A queda da atual Istambul, que era então tida como a Segunda Roma, e a sua transformação na capital do califado muçulmano que durou até ao fim do Império Otomano em 1923, é um daqueles acontecimentos que muda o mundo. Seja como for, parece uma coisa enterrada lá há cinco séculos e meio.
Exceto, é claro, se formos um dos políticos que se toma por herdeiro dos imperadores de outras eras, seja Recep Tayip Erdogan da Turquia, seja Vladimir Putin da Rússia. Nesse caso, os 563 anos da Queda de Constantinopla — nem sequer uma data redonda — terão de ser forçosamente usados para marcar o seu simbolismo político presente e excitar a base nacionalista de cada país.
Chamou a atenção de alguns jornalistas a celebração massiva que Erdogan promoveu na Turquia no passado domingo, e que contou já com a presença do seu novo primeiro-ministro, agora que as últimas réstias da existência de qualquer outro vulto no seu partido foram afastadas. Mais de um milhão de pessoas saiu às ruas para lembrar a conquista de Constantinopla; os opositores de Erdogan detetaram rapidamente um claro sabor neo-otomano nos discursos e na simbólica comemorativa. Erdogan fez um discurso em que atacou a contraceção e o planeamento familiar e disse claramente que a Turquia iria usar a natalidade “como o meu Deus quer e o seu amado profeta anunciou” enquanto ferramenta política para a nova Turquia. No dia seguinte, Erdogan anunciou que os seus antigos aliados gulenistas (uma corrente meio-sectária-meio-moderada do islamismo turco) deveriam ser considerados “terroristas”. Juntando esses novos milhões de “terroristas” turcos aos milhões de já conhecidos “terroristas” curdos, isto não pode acabar bem.

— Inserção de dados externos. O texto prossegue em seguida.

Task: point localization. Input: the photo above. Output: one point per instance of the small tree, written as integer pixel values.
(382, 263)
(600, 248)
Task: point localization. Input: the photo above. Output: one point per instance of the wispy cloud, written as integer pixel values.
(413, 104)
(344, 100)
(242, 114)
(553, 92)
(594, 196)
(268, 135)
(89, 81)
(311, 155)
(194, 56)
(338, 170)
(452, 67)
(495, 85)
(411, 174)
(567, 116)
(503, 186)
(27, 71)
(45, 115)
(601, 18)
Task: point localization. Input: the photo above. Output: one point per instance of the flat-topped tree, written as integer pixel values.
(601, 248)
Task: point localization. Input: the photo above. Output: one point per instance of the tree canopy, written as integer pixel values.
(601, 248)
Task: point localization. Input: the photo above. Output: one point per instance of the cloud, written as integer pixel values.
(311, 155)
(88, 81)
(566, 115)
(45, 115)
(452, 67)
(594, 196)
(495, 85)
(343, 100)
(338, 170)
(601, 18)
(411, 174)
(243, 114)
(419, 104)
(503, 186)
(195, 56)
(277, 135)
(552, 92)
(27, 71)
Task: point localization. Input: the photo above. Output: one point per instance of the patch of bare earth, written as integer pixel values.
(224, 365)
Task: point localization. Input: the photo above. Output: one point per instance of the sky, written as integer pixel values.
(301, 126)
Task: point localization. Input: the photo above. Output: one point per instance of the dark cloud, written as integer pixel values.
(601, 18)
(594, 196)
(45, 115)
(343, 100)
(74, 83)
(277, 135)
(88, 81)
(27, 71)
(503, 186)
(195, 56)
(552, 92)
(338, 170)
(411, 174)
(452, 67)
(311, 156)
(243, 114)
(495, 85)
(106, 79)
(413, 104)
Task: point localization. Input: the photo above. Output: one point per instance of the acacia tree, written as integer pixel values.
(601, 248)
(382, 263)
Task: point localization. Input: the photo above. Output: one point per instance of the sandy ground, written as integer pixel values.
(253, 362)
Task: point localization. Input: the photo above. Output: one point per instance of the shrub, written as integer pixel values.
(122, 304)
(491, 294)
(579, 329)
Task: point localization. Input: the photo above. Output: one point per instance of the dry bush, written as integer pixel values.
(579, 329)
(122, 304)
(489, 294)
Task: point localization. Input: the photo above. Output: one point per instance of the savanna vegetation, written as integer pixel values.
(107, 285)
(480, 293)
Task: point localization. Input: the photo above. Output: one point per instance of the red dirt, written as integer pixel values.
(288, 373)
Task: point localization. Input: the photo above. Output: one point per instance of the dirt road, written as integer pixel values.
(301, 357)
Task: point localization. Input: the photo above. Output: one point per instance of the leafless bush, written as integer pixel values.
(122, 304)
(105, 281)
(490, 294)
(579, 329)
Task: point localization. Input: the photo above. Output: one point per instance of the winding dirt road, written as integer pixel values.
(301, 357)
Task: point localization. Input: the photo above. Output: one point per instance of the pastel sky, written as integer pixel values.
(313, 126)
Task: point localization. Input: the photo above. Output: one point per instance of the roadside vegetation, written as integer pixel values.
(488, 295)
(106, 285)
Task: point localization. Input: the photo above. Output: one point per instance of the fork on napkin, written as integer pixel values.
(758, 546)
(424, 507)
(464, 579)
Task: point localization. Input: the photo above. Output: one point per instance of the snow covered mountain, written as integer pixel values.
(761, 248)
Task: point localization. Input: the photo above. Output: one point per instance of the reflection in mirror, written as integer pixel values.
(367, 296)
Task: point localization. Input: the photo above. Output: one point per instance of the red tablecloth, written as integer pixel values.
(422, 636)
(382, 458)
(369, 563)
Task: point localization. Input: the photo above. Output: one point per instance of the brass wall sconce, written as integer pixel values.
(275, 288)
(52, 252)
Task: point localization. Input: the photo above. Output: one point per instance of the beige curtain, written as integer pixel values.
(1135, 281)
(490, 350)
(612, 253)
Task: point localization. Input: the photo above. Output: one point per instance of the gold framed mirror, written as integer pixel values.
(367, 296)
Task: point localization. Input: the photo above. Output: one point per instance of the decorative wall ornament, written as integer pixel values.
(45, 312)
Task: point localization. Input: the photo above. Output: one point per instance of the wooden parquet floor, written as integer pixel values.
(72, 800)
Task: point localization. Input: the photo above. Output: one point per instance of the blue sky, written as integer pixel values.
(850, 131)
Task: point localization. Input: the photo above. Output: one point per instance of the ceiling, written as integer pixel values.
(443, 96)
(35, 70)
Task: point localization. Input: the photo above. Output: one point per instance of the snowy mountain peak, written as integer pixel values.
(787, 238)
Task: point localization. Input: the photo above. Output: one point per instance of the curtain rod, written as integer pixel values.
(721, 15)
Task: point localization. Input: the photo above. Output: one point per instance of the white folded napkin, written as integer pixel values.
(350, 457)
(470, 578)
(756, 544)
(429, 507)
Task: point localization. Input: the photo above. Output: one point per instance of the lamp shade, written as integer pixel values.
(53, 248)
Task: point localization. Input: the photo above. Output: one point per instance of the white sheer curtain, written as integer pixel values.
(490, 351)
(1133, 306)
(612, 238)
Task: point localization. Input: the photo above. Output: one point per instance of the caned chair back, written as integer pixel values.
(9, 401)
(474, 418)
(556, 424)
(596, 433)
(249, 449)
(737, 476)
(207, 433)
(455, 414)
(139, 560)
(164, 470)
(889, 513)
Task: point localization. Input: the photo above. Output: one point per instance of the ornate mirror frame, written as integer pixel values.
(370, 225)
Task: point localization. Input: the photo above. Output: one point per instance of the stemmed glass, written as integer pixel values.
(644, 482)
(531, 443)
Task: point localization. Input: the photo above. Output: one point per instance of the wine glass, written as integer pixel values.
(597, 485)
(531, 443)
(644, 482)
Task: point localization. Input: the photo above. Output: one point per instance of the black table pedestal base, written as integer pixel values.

Pouca gente notou, porém, que Vladimir Putin decidiu visitar o sagrado Monte Athos na Grécia (uma península de 45 quilómetros em plena UE onde as mulheres não podem entrar) e nessa viagem decidiu dedicar-se a um antigo passatempo dos czares: posar como protetor dos ortodoxos na região (sendo Moscovo a “terceira Roma”, depois de Constantinopla). Para enfatizar bem o simbolismo, Putin decidiu sentar-se no trono que pertenceu aos imperadores bizantinos derrotados pelos otomanos.
Isto são certamente brincadeiras de crianças grandes. Putin é conhecido por lamentar o fim da União Soviética, mas provavelmente lamenta também algo que o nascimento da URSS impediu: o plano para o fim da Iª Guerra Mundial, assinado com franceses e ingleses, que daria à Rússia o predomínio sobre Istambul e a área circundante, incluindo os estreitos entre o Mar Negro e o Mediterrâneo. Essa era uma velha ambição dos czares (e parcialmente uma das causas da Grande Guerra).
Durante décadas a Rússia e a Turquia tiveram boas relações. E mesmo hoje têm poucas razões para as terem más. A não ser, é claro, que essa seja a forma de disfarçar a incompetência e o autoritarismo dos seus atuais líderes.